The AI-Copyright Wars have begun
Willy Nilly Datasets are mighty bad business.
I'm still in the cold harsh fangs of a non-covid flu virus that swamps my body with a trillion Peta-Liters of slime behind my face since Christmas, flowing all over my body, flooding my bedroom, wooshing by behind my eyes in yellow-green smears of yuck, worming around my lungs, withering itself into every inch of my breathing flesh, only to be coughed up in grainy bits of fleshy crumbs for some extra yummy breakfast addons.
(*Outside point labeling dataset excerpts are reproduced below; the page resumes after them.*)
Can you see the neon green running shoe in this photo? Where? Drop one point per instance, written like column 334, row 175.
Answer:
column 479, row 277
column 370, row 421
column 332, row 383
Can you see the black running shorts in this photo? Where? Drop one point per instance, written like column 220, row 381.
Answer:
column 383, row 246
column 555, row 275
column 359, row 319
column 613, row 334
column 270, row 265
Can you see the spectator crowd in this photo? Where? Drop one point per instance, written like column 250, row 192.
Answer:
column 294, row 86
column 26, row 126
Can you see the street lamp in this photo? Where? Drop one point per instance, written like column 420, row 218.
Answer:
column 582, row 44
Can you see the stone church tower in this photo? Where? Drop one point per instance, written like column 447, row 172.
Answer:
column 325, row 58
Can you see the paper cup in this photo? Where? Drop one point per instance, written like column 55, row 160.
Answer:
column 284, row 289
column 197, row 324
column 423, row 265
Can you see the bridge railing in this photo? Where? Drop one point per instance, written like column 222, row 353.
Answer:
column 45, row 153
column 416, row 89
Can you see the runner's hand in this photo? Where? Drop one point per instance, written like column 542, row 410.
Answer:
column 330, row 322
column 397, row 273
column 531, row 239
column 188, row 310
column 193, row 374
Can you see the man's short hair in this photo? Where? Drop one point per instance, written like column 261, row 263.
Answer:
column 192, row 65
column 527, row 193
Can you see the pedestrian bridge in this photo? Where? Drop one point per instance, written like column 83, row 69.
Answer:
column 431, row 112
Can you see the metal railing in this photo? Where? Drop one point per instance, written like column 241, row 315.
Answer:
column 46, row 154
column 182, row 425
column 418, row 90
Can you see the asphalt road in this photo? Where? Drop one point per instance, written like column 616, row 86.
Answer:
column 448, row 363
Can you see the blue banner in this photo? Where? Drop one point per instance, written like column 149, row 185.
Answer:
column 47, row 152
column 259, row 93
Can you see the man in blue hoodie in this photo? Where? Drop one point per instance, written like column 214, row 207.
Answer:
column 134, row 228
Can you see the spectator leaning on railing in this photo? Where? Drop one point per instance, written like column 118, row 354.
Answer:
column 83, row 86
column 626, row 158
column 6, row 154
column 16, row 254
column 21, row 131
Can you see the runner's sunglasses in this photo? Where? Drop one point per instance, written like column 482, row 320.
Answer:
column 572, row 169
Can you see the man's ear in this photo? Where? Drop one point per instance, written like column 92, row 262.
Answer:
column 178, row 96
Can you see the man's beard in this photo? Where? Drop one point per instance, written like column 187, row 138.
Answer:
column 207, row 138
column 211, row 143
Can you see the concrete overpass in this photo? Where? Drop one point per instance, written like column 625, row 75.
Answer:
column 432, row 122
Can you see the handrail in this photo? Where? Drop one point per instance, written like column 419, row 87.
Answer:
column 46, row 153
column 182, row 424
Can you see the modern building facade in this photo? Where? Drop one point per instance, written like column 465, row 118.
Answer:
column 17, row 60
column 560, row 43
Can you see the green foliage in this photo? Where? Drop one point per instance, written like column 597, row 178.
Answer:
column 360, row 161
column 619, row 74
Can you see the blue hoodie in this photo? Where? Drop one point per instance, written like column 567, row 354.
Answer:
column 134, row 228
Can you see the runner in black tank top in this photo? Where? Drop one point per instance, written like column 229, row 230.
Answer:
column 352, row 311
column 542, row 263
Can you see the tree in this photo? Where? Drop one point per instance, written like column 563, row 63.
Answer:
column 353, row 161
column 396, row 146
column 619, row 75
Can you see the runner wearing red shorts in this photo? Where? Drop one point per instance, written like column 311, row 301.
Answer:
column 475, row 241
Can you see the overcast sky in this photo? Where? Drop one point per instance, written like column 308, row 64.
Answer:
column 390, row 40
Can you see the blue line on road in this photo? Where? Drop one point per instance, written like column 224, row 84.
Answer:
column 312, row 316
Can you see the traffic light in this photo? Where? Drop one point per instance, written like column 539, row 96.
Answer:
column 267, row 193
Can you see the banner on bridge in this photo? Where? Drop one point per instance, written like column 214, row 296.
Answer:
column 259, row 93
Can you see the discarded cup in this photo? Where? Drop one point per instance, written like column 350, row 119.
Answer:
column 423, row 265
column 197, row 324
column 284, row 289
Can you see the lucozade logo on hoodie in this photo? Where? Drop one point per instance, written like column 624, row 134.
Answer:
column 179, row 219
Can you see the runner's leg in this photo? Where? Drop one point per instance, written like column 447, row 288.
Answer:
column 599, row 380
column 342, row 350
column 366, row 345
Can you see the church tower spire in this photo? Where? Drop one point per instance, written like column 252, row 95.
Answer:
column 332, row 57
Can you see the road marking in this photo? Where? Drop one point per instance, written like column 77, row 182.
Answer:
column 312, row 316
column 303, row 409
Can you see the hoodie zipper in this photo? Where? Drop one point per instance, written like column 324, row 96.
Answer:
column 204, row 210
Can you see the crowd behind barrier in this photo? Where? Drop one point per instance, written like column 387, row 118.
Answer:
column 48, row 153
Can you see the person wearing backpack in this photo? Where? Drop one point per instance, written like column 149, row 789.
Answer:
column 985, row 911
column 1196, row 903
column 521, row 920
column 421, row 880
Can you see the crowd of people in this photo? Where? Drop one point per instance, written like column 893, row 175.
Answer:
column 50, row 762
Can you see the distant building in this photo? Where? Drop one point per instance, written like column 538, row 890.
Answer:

For me, the new year starts with a slippery wet nose full of yellow, to the sick slimey delight of the 12 year old who lives inside my still beating heart. As you can see, i'm also having some fun with it.
The AI-Copyright Wars have begun
So, while i was fighting those slime wars behind my face, the New York Times sued OpenAI and Microsoft over use of copyrighted work, which is not very interesting in terms of copyright lawsuits (we have plenty of those and it's not even the latest, albeit this may be the strongest case yet), but mostly because of it's stark contrast with OpenAIs partnership with Springer. Only half a year ago, reportedly large publishers were seeking to form a coalition to adress the impact of AI on journalism, and both the NYT and Springer were involved. Obviously that coalition broke apart and two strategys emerged: "Sue into oblivion" and "cooperate for a buck".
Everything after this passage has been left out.